Deepsea mining in Namibia

Deep sea mining

Namibia is one of the first countries that issued mining licences regarding deep sea mining. studies that took place in 1970s discovered considerable amounts of phosphate deposits. The significance of seabed mining in Namibia's blue economy is highlighted by the country's status as a "phosphate factory". This is due to the exceptional upwellings of the Benguela Current ecosystem, a transboundary ocean current that spans from South Africa in the south to Angola in the north, passing through Namibia.[1] Those deposits were found in depths between 180 and 300 meters below the sea level. In 2011 the Namibian government issued licences regarding the exploitation of the seabed phosphate resources after the necessary Environmental Impact Assessments (EIAs).[2] The action plan that stood out was that of Namibian Marine Phosphates (NMP), a joint venture formed in 2008 between two Australian-based companies, Minemakers and Union Resources (each with 42.5% shareholding) and Namibian-based Tungeni Investments (15% shareholding).[2] The so-called Sandpiper phosphate mining project outlay was introduced in January 2012 along with environmental reports regarding the effect this operation would have on marine life as well as the fishing industry and water quality changes. Those phosphorite resources are being found in continental shelves and slopes in America, Northern Spain, Morocco, Namibia, and South Africa which show a high potential for exploration.[3]

The urge of exploring and exploiting deep sea mineral resources has come from the demand and the shortage of phosphate on the markets. Specifically, fertilizers, which are a market that is heavily dependent on phosphate resources, has seen its prices skyrocket due to this shortage.[4] This demand tied with the quality and density of the deep-sea resources in Namibia's seabed has made the willingness of resource exploitation in the area even more prominent. Furthermore, the resources in Namibia waters are very close to the potential markets that are interested in acquiring those metals which will diminish transportation costs adding another dimension on why exploiting those resources is critical for the markets. Additionally when the excavation technology is finished the ships and the tools used for extraction will be mobile and they can travel to various areas that were deemed rich in minerals.
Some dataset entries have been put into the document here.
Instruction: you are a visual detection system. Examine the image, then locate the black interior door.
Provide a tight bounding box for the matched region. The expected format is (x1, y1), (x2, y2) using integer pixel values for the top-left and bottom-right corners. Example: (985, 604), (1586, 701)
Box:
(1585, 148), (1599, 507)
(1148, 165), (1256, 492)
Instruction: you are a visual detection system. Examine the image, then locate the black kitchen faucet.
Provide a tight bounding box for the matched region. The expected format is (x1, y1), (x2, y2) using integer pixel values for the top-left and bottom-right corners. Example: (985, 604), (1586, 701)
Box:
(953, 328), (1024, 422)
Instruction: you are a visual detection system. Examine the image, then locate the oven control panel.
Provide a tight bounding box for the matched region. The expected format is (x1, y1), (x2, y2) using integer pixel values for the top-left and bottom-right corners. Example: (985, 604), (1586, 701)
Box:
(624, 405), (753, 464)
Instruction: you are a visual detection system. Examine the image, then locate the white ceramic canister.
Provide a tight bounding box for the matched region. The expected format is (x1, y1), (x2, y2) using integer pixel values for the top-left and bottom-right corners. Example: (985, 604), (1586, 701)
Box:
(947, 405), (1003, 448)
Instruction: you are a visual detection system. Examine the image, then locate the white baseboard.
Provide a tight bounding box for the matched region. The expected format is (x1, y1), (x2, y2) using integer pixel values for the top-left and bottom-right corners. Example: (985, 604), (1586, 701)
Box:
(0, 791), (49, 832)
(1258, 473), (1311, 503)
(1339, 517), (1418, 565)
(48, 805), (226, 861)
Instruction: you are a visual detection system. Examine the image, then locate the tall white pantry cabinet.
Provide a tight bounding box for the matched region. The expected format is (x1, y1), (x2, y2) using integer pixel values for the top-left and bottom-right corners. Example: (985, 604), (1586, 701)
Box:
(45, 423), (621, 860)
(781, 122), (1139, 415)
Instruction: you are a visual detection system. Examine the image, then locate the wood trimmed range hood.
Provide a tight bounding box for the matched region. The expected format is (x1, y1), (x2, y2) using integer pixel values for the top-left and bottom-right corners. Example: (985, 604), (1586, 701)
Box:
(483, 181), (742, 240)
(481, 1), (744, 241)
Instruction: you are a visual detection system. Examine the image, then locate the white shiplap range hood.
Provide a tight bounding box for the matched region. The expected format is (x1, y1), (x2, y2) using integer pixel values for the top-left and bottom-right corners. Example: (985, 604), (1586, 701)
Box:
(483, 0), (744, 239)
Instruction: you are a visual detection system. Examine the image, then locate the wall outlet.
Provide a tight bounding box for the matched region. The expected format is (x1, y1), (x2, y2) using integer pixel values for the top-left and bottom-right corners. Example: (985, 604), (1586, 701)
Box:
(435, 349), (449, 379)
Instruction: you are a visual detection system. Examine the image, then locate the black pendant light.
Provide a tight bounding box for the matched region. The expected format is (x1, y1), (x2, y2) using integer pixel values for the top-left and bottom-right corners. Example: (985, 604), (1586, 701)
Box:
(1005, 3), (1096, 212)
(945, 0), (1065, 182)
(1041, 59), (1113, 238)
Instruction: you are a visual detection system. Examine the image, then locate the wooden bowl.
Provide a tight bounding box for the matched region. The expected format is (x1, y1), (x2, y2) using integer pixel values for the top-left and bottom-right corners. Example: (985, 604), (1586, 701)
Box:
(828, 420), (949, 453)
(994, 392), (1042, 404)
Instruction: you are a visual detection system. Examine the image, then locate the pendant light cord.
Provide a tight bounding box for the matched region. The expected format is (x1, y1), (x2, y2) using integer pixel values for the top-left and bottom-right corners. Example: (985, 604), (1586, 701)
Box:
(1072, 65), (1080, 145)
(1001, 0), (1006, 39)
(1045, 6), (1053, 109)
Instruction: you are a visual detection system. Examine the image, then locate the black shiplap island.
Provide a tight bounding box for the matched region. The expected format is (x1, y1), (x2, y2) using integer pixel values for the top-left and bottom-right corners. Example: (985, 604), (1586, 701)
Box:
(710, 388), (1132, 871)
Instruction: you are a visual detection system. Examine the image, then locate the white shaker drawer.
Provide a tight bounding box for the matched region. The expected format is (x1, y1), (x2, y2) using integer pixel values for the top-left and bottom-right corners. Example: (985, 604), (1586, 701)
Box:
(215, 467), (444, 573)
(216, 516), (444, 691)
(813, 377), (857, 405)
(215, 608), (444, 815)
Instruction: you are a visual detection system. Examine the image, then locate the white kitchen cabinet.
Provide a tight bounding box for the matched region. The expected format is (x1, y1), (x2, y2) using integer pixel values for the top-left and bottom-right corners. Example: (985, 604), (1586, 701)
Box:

This mobility will be a revelation in mining in comparison to the immobility of land mining.

  1. ^ Carver, Rosanna (2019). "Lessons for blue degrowth from Namibia's emerging blue economy". Blue Degrowth and the Politics of the Sea: Rethinking the Blue Economy. 15: 131–141. doi:10.1007/s11625-019-00754-0. S2CID 210671567.
  2. ^ a b Sakellariadou, Fani; Gonzalez, Francisco; Hein, James R.; Rincón-Tomás, Blanca; Arvanitidis, Nikolaos; Kuhn, Thomas (October 19, 2021). "Seabed mining and blue growth: exploring the potential of marine mineral deposits as a sustainable source of rare earth elements (MaREEs) (IUPAC Technical Report)". IUPAC Technical Report. 94 (3): 330-345. doi:10.1515/pac-2021-0325. S2CID 246531693.
  3. ^ Sharma, Rahul (2018). Deep sea mining, resource potential, technical and environmental considerations. Dona Paula, Goa, India: Springer. pp. 181–183. ISBN 978-3-319-52556-3.
  4. ^ Kudrass, Hermann; Wood, Ray; Falconer, Robin (2018). "Submarine Phosphorites: The Deposits of the Chatham Rise, New Zealand, off Namibia and Baja California, Mexico— Origin, Exploration, Mining, and Environmental Issues". Deep Sea Mining Resource Potential, Technical and Environmental Considerations: 165.